I'm having a hard time believing that the religious wingnut crowd has as much clout in the Republican party as some dems would have us believe. That 'values voters' line from '04 was pure bunk.

Sure, the elephants make nicey-nice with the Fallwells and Robertsons, saying the all the right things and even throwing them a bone when it doesn't cost much. But really, fundies are kept on the hook by the elephants just as much as the poor deluded 'progressives' are kept on the hook by the donks.

I think partially there needs to be a bit more precision on my part as to the nature of religious wingnuttery:

Really, there are two variants of it within the Republican party, and both of them are dangerous and, more than anything else, either ignored by the Democrats or 'toyed with'.

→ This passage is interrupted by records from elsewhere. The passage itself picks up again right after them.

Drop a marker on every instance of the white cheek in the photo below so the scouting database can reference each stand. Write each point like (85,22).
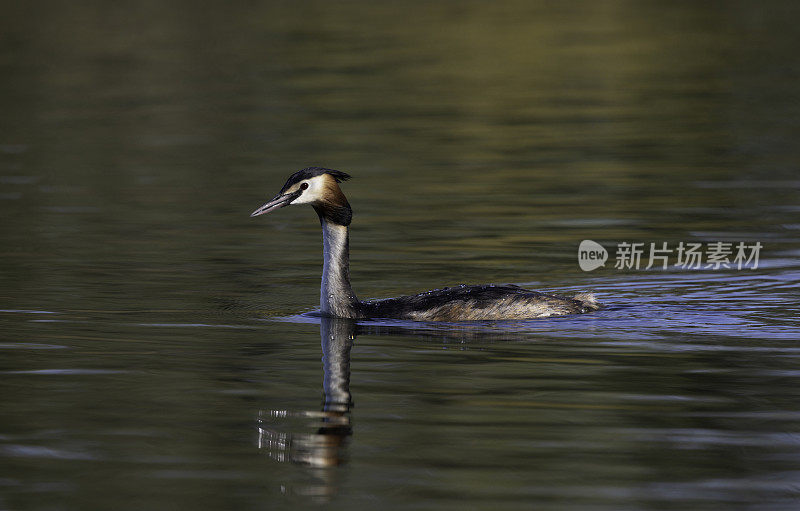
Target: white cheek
(312,193)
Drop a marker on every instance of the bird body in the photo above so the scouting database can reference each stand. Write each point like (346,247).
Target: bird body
(319,187)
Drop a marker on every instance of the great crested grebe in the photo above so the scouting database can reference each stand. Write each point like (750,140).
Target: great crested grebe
(320,188)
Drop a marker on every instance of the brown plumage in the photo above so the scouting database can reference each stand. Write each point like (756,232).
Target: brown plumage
(319,187)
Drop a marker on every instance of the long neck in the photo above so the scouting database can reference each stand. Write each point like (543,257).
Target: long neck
(336,297)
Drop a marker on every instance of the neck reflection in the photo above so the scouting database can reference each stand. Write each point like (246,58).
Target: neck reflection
(326,446)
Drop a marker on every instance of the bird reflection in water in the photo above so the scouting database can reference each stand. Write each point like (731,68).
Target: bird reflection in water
(325,447)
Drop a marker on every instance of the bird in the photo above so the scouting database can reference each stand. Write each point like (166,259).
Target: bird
(319,187)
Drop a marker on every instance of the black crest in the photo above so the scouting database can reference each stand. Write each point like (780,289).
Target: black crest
(310,172)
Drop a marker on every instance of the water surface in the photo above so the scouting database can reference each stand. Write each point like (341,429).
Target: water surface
(156,346)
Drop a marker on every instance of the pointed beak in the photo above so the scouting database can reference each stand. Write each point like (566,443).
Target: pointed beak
(277,202)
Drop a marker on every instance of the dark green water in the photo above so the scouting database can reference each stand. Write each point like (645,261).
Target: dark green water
(153,348)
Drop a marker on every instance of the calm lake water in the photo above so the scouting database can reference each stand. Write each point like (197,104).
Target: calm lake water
(156,346)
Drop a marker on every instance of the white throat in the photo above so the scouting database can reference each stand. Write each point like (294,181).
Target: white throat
(336,297)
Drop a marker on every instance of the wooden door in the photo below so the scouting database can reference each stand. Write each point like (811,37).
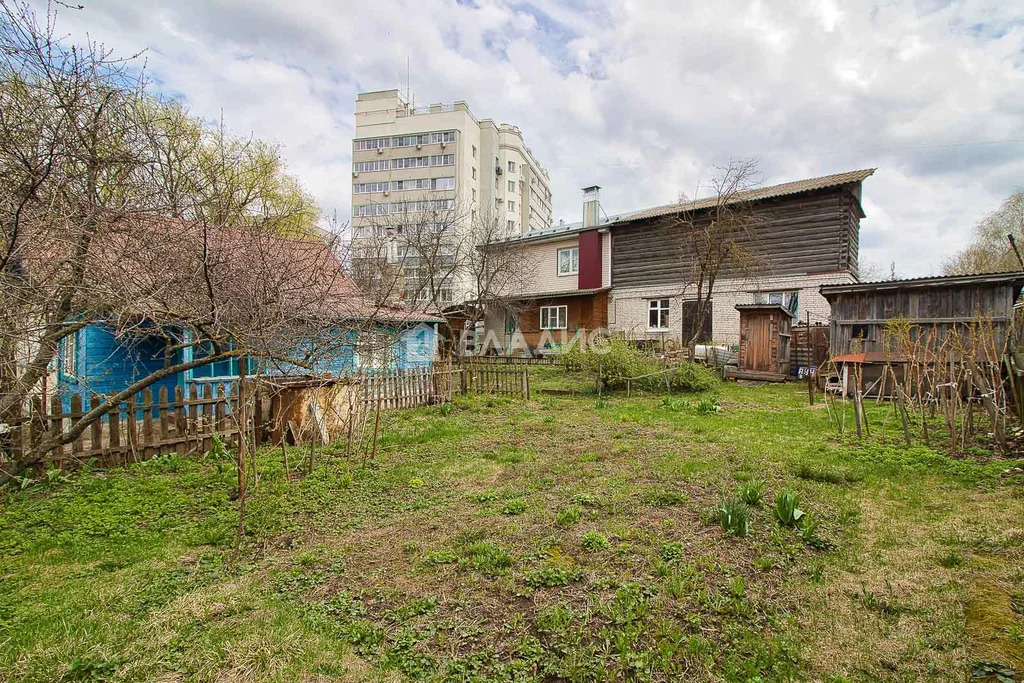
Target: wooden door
(759,342)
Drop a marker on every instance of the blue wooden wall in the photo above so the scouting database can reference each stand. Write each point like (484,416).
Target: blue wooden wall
(107,364)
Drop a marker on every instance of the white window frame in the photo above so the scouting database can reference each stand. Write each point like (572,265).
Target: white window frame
(573,261)
(659,306)
(69,355)
(561,314)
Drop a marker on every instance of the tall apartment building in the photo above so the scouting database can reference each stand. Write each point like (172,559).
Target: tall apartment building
(408,160)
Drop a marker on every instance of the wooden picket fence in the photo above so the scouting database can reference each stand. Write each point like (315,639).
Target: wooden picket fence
(496,379)
(143,426)
(185,422)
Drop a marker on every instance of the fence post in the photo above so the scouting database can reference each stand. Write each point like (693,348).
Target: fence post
(114,430)
(56,426)
(76,414)
(165,420)
(147,439)
(95,429)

The first variant is the obvious, overt one: the pro-lifers, the Falwells, the Robertsons, et cetera. They're used, but also reigned in somewhat when they get out of control (ie, Roy Moore).

The second one seems to be made of wealthy families such as the Ahmansons and their connections to "Christian Reconstructionism" that heavily bankroll aspects of the Republican party and work more quietly.

MJS said earlier he "firmly believe(s) that religious beliefs, no matter how wacky, have very little political effect unless politics has been emptied of any real content." Unfortunately, that's precisely where the United States is right now-and more than anything else, the Democrats don't offer protection as much as they want to attempt to benefit from it when convenient (ie, Casey's anti-abortion stance as an example). They're not even on the map when it comes to fighting it, and they're terrified to actually speak up and say that it's both ridiculous and dangerous to make political decisions based on religious beliefs in the manner that the Republicans often do so.